There will be readers who struggle with the lack of clear answers that Wright offers – though I suggest that the passionate portrait of Christ he paints is compelling in a way that an ‘answer’ cannot be – and there are moves throughout the book to acknowledge wider theological conversation. As someone thinking through the practice and teaching of theology in the life of the local church, I appreciated Wright’s observation that “We in the modern West have split apart the doctrines of providence (God’s overall supervision of everything that happens) and atonement (God’s forgiveness of our sins through the death of Jesus). The New Testament refuses to do that. Jesus himself refused to do that.

This is a book that is enamoured with Jesus, because it is committed to reading the Scriptures carefully and looking at what that might mean for us living through the Coronavirus pandemic. There is a stunningly moving section on Romans 8 and the way that we are caught up in God’s embrace. And from this place, in lament and grief, we look to Jesus. The application of this to the thorny question of closed church buildings is fascinating – but you’ll have to read the book to see what Wright says!

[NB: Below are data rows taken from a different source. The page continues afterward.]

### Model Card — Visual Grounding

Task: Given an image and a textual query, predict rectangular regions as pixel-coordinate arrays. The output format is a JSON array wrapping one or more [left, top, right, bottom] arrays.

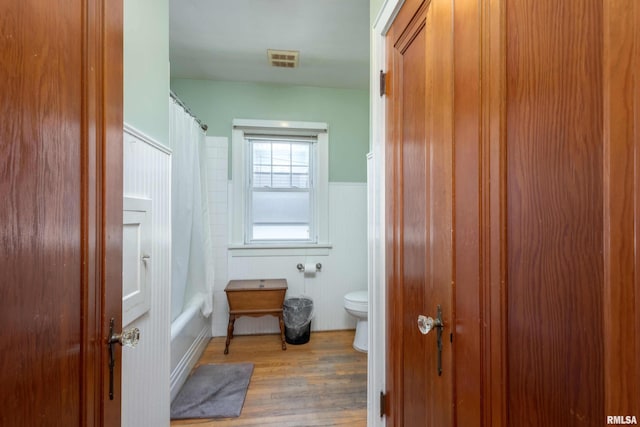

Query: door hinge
[[380, 391, 387, 418], [380, 70, 387, 96]]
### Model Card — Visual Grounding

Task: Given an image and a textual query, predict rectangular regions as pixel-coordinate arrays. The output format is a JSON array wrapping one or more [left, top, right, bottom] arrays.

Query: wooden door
[[0, 0, 122, 426], [386, 0, 640, 427], [386, 0, 454, 427]]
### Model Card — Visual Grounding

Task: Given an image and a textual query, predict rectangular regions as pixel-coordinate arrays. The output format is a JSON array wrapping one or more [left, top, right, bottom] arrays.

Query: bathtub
[[169, 298, 211, 401]]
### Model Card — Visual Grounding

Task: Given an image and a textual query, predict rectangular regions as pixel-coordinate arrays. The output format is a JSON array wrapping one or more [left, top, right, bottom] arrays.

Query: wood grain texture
[[386, 0, 454, 426], [171, 331, 367, 427], [454, 0, 488, 427], [603, 0, 640, 415], [0, 0, 82, 425], [101, 0, 124, 427], [0, 0, 122, 426], [506, 0, 604, 426]]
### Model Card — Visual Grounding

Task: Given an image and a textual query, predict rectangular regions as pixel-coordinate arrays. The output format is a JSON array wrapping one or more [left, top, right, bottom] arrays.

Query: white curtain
[[169, 98, 213, 321]]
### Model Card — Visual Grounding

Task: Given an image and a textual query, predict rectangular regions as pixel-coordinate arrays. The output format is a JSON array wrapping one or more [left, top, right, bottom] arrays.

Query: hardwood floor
[[171, 331, 367, 427]]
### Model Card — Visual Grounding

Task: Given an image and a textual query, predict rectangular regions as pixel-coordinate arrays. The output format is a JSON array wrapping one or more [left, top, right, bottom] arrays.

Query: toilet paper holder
[[296, 263, 322, 273]]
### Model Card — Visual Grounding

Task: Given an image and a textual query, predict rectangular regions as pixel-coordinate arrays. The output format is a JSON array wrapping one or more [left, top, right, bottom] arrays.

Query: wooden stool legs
[[278, 313, 287, 350], [224, 314, 236, 354]]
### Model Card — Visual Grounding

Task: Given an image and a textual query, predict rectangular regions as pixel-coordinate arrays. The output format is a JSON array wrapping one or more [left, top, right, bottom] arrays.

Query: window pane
[[271, 143, 291, 166], [252, 191, 309, 224], [251, 140, 312, 188]]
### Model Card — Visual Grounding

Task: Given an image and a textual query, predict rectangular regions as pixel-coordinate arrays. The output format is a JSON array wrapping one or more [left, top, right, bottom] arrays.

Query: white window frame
[[230, 119, 330, 249]]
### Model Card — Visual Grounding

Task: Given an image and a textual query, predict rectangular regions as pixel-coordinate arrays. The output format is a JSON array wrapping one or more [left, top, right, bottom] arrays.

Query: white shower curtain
[[169, 98, 213, 321]]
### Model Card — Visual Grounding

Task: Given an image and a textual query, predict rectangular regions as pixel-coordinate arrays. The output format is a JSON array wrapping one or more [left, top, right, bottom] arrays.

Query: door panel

So what does this book do that others don’t? Unlike Healthy Faith and the Coronavirus Crisis, Wright doesn’t offer practical support – but he doesn’t intend to! This is a book that could be given to an earnest sceptic – and I think it would be good for that. It is also a book to drive Christians back to the Bible, to consider afresh whether what we are thinking about is shaped by the Scriptures or the culture we find ourselves in. I  found this book refreshing and encouraging – and would recommend it widely.

 


If some of the ideas in this review seem new to you, then I’d encourage you to check out the following resources

  • Tom’s own Surprised by Hope and How God Became King  – two books where Wright unpacks these ideas in more detail.
  • As N. T. Wright, History and Eschatology offers further and deeper reading, as well as (With Michael Bird) The New Testament in it’s World.
  • Matthew Bates’ Gospel Allegiance – a good introduction to how to understand the Gospel of Jesus the King.

It should be noted that I work for IVP, which is part of SPCK, who are the publisher of this book. I didn’t have to like it, however!